Après avoir occupé de hautes fonctions sous les présidents Jean Bedel Bokassa et David Dacko, dans les années 70, François Bozizé fomente un coup d’Etat qui se solde par un échec en 1982 contre le régime du général André Kolingba. Contraint à l’exil, il va vivre au Togo, pendant plusieurs années, avant de regagner Bangui à la faveur de l’élection présidentielle multipartite qui porta Ange Félix Patassé au pouvoir dans les années 90.

Devenu un des hommes forts de Patassé, il reste toutefois une menace à la stabilité du régime. Après une énième tentative de prise du pouvoir par la force en 2001, François Bozizé fuit la Centrafrique pour se réfugier au Tchad, avec ses hommes de confiance. Le 15 mars 2003, il profite d’un séjour du président Ange Félix Patassé au Niger, pour le renverser avec l’aide de l’Armée tchadienne.

Durant son règne à la tête du pays, François Bozizé s’est illustré par sa gestion népotique du pouvoir. Plusieurs membres de sa famille vont occuper des postes importants dans l’appareil étatique, durant sa présidence (2003-2013). La mal gouvernance va exacerber la colère des populations et le rendre de plus en plus impopulaire. Le 24 mars 2013, il est renversé à son tour, par les rebelles de la Séléka et Michel Djotodia prend le pouvoir.

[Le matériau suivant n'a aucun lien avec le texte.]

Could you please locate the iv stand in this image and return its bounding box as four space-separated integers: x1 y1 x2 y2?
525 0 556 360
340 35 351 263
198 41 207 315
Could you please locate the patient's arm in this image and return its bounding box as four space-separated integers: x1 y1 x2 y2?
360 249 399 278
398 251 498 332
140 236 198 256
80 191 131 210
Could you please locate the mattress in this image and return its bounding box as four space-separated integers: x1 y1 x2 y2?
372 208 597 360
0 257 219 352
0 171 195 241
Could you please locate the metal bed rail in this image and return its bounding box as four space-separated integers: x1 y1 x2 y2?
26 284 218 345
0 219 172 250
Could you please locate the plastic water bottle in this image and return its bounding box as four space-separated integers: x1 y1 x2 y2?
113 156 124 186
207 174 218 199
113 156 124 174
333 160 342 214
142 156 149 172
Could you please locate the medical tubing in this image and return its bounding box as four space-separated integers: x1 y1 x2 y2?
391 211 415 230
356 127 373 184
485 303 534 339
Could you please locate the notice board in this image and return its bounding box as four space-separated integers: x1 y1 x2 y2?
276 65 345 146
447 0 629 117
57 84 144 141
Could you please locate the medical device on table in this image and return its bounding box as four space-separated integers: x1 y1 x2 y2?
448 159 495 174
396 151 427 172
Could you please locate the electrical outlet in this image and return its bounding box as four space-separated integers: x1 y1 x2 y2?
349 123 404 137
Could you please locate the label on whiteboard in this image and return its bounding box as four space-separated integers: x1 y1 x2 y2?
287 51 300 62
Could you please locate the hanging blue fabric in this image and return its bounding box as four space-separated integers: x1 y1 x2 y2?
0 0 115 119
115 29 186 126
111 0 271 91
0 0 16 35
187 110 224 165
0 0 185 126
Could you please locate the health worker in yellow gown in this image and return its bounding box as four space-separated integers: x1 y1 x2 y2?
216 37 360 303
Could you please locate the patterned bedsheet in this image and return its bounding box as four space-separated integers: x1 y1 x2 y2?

Après un exil qui l’amena du Cameroun au Kenya, il regagne son pays en 2019. Toujours obnubilé par son appétit gargantuesque du pouvoir, il est investi comme candidat à la présidentielle du 27 décembre 2020, par son parti, le Kwa na Kwa.  Au regard du jeu trouble que l’homme, âgé de 74 ans, a joué dans la vie politique de son pays, l’invalidation de sa candidature peut être appréhendée sous l’angle d’une décision courageuse de mettre hors-jeu les vieux dinosaures.

Dans leur animation de la vie politique centrafricaine, Bozizé et certains de sa génération ont mis plus en avant leurs intérêts égoïstes plutôt que ceux du peuple. Aujourd’hui si la Centrafrique se trouve dans une telle situation de déliquescence et de délitement, c’est en partie dû à l’incurie de cette génération de politiques. Il est salutaire d’opérer une rupture politique générationnelle, afin de permettre à la Centrafrique de renouer avec une gouvernance qui donne espoir.

La sagesse aurait voulu que Bozizé se fasse une raison, en se retirant de la vie politique, après tout ce qu’il a traversé. Mais comme il pense qu’il est indispensable à son pays, il faut des hommes courageux pour lui dire où devrait être sa place. Les membres de la Cour constitutionnelle ont pris une décision patriotique, en invalidant la candidature de l’ancien président.

Il est temps, en Afrique, de mettre fin à la farce dont certains hommes politiques sont passés maîtres, au point de se prendre pour des messies. D’aucuns diront que l’actuel président, Faustin Archange Touadéra, a utilisé Cour la constitutionnelle pour écarter un concurrent de taille. Même si c’était le cas, il aura rendu service à la Centrafrique, parce que François Bozizé n’a plus rien à prouver, si ce n’est assouvir une soif de vengeance.